Design & Architecture

Distributed Systems & Consistency

Advanced

As soon as your system spans more than one process — services, a database and a cache, a queue, a third party — you are building a distributed system, and the easy assumptions of single-process code stop holding. Networks fail and lag, messages duplicate and reorder, and two places can disagree about the truth. Design for this reality instead of being surprised by it.

Distributed systems have well-known, unavoidable trade-offs. You cannot have perfect consistency, availability, and partition-tolerance all at once (CAP). Most real systems accept eventual consistency: different parts agree over time rather than being identical at every moment. The common mistakes are assuming a call always succeeds instantly, that everyone sees the same data at the same moment, or that you can update two systems atomically without a plan.

This pulls together topics from across the handbook — idempotency and transactions (Data Integrity), messaging (Asynchronous Messaging), failure handling (Designing for Failure), and caching — into the mindset you need when state lives in more than one place. For money and AML decisions, deciding where you need strong consistency versus where eventual is fine is a critical design call.

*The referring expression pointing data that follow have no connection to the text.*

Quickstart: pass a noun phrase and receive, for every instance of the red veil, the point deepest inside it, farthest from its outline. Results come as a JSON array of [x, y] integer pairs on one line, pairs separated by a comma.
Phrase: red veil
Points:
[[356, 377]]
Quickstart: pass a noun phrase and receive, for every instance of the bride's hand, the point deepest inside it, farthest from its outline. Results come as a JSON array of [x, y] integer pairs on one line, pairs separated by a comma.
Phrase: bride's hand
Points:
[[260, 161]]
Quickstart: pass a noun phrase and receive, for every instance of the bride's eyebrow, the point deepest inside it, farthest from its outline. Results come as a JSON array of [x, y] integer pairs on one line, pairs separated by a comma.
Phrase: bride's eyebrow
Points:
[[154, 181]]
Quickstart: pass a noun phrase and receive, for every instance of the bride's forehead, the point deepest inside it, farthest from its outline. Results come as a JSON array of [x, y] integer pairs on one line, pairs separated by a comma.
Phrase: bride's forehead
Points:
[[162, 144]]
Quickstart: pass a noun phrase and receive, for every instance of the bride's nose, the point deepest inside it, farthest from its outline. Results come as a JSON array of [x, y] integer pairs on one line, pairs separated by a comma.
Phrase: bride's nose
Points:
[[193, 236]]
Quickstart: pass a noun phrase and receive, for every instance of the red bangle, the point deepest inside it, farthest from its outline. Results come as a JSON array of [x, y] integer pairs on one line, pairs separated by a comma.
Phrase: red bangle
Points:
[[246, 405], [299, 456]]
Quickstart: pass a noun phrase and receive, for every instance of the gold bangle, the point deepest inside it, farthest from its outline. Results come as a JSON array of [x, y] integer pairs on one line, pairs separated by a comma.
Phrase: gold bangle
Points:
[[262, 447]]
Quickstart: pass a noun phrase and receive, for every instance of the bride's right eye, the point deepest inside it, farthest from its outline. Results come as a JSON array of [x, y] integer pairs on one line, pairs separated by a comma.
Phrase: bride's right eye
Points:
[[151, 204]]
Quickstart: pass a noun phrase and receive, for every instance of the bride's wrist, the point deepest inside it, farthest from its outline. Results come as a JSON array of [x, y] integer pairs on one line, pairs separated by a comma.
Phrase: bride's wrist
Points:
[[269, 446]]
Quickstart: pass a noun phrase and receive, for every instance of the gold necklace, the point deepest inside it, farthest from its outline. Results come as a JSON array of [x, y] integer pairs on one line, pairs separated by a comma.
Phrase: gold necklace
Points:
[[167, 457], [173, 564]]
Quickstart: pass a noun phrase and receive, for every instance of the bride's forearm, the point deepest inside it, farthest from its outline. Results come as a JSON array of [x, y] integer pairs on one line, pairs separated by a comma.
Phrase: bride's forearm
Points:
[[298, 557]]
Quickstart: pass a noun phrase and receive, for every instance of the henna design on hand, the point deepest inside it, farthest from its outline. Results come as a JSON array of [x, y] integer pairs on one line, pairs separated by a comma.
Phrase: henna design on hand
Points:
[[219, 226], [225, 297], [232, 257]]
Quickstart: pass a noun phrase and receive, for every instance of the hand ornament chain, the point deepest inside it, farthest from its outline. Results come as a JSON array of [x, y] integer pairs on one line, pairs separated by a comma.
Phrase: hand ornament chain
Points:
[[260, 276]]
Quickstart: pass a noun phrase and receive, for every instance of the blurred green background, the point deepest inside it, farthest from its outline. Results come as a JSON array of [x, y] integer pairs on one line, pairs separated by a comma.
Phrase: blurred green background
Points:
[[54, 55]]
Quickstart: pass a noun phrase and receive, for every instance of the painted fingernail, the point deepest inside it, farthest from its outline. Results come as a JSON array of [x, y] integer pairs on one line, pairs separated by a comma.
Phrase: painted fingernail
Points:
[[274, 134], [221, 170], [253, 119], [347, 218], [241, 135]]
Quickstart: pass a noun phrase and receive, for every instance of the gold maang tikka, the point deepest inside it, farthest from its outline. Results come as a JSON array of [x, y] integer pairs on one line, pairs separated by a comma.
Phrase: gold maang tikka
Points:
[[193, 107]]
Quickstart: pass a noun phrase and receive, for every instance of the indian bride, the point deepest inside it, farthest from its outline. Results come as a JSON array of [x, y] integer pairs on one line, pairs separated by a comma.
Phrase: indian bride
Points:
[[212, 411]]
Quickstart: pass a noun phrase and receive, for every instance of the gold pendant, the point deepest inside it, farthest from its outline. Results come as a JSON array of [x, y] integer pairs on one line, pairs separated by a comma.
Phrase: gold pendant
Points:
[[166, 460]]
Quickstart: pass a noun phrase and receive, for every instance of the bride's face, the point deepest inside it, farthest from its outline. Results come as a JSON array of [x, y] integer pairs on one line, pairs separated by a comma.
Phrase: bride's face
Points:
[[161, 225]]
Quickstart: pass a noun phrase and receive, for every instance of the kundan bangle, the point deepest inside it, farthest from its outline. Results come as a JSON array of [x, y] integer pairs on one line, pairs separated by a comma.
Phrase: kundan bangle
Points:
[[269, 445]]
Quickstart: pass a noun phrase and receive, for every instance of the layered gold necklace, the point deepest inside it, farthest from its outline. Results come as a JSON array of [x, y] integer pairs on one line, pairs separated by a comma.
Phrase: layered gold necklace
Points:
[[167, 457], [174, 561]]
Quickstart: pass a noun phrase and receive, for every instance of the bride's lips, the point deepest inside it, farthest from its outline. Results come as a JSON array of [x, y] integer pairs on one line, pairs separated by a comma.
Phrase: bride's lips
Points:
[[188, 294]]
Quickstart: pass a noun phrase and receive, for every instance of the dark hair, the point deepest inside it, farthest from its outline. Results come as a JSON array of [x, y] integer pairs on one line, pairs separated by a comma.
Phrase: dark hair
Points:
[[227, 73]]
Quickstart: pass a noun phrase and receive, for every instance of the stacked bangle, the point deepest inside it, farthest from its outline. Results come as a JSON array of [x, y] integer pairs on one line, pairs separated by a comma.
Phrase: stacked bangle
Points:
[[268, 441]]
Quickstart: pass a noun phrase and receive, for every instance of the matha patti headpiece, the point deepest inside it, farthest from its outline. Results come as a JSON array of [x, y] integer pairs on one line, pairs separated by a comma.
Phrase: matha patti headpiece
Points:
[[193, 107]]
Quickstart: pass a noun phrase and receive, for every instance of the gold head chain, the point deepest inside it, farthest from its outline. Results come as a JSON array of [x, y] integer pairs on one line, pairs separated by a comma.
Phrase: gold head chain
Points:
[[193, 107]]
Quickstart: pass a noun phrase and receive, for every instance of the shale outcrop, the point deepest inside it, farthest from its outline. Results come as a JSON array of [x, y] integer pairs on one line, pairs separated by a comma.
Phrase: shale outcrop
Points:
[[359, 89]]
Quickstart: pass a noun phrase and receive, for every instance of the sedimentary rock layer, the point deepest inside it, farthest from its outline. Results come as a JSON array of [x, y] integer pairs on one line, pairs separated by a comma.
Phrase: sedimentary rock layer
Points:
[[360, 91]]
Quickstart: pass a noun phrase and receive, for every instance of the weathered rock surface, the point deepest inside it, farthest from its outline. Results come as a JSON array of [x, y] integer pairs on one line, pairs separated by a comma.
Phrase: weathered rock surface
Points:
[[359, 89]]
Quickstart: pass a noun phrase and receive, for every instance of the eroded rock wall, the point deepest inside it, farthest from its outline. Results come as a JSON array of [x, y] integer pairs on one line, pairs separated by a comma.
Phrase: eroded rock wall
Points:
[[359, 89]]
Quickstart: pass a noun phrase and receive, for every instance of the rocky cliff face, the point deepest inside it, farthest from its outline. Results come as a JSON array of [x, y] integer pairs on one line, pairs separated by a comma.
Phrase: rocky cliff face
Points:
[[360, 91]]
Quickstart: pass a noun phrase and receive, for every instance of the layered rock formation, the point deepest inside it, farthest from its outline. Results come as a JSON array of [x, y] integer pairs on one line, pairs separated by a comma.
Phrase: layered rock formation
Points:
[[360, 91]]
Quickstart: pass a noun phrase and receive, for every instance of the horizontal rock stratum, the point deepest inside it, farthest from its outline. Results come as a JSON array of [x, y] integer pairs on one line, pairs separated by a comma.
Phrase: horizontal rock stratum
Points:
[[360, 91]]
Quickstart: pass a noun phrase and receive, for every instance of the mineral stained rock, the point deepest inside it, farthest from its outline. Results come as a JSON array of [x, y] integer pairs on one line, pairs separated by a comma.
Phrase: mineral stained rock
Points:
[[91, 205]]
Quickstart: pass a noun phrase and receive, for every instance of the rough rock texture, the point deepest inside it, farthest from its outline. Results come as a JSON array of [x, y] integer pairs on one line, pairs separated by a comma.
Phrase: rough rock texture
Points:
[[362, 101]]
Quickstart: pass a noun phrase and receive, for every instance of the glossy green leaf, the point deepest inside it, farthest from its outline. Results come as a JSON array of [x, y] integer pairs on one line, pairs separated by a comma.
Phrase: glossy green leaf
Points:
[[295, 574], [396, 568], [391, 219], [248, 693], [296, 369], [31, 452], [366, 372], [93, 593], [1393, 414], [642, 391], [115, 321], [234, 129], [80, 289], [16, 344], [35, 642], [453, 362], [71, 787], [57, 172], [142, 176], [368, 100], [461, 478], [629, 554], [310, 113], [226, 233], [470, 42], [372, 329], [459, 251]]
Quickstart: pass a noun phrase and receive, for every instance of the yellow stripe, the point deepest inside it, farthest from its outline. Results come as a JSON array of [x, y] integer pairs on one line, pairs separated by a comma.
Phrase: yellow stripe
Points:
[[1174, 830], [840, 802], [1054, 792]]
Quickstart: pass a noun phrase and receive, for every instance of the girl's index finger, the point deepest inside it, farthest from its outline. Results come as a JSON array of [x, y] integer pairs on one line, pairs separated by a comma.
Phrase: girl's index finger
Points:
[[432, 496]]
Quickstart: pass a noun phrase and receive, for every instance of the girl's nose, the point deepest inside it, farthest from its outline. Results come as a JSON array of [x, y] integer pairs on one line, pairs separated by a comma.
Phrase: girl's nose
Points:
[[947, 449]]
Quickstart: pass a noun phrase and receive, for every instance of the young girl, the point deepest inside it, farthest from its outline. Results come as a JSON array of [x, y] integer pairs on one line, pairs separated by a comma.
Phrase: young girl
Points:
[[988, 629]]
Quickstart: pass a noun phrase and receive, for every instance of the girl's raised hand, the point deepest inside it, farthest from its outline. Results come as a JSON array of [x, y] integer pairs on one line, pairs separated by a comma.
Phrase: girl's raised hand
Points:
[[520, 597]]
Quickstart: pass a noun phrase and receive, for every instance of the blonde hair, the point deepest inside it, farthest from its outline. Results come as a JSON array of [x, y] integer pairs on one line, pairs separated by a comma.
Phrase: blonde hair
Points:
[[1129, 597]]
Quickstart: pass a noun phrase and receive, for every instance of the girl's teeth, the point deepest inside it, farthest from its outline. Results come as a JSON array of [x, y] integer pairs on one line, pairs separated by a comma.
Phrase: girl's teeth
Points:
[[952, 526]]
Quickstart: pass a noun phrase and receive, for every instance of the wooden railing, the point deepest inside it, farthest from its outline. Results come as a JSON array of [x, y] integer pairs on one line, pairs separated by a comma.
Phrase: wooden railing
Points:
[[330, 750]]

Assume the network and accept the trade-offs

DoAssume every remote call can be slow, fail, time out, or be retried. Design timeouts, retries with backoff, and fallbacks for this (see Designing for Failure, Third-Party Integrations).
DoDecide on purpose where you need strong consistency (money, balances, screening decisions — keep these within one transactional boundary) and where eventual consistency is acceptable (read models, search, analytics).
DoMake operations idempotent so retries and duplicate messages do not double-apply. The network means you will sometimes see both (see Data Integrity & Transactions, Asynchronous Messaging).
DoKeep related data that must change together within one service or transaction. Across services, use sagas or outbox with compensation instead of pretending you have a distributed transaction.
NeverUpdate two systems (for example, the database and a published event or another service) as separate steps for a money- or state-critical change without a pattern (outbox or saga) to keep them consistent.

Dual write, assume success

db.Save(payment);             // succeeds
bus.Publish(paymentEvent);    // network blip -> never sent
// downstream never learns; systems now permanently disagree

Two separate writes with no consistency plan. A failure between them leaves the database and the rest of the system disagreeing forever. Across processes, you cannot assume both happen.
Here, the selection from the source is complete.